Today is a day for celebration. It is the one year anniversary of my diagnosis with MS and I have much to reflect on and to feel grateful for.
I remember the day of my diagnosis both as though it was yesterday, and as though it took place in another lifetime. On the day I was diagnosed, I couldn't even walk without aide. My vertigo and double vision were so intense that I had to crawl just to get to the bathroom. I was terrified to cross the street. I wondered if my life would ever seem normal again. When I was diagnosed, I knew nothing of MS or what to expect. It was hard to even look into the future.
Today I am sitting at my desk at work and typing this and thinking about what pearls of wisdom (LOL) I might share with my yoga class. I am overwhelmed with gratitude for the beauty that is my life. I am grateful that I have been able to return to the things I love to do. I see much greater value in those around me and my ability for compassion has been amplified.
There are so many things that I have learned from having MS. I have learned to be grateful for the small things and to treasure the people in my life that really matter. I have learned the value of taking space. I have even learned to be selfish at times and to say "no" to things that take away from what I value most. MS has taught me how to slow down. Most of the time, my life is no longer a race against time and deadlines. I take the time I need to get things done and skip the things that create undo stress. I am cultivating contentment.

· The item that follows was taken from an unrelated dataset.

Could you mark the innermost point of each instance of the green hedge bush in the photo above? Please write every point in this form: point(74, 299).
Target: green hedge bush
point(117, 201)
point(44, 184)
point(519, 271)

I feel like I almost have a second chance to live my life. The part before MS had many good parts but now I can take the time to enjoy things more. It feels good to pause. It feels good to create things. It feels nice to read, do yoga and take a walk. It feels good not to be consumed by a "to do" list. It feels amazing to still have all the love and support of my husband, family and friends. It feels good to share all of this on my blog. I love taking the time to remember that this is just the beginning of a new chapter in my life.
This year has given me greater fuel for personal growth than any that has come before it. It's interesting to weigh one's life against very real mortality and to discover that many of the things that somehow seemed important are not. I am not the same woman I was a year ago. It is slowly dawning on me that there is much more to life than one's profession or accomplishments. Today it just seems important to remember that I got to practice yoga with kids in the sun. It seems important to remember that I haven awoken to this beautiful life 364 times since my diagnosis and that I am ok.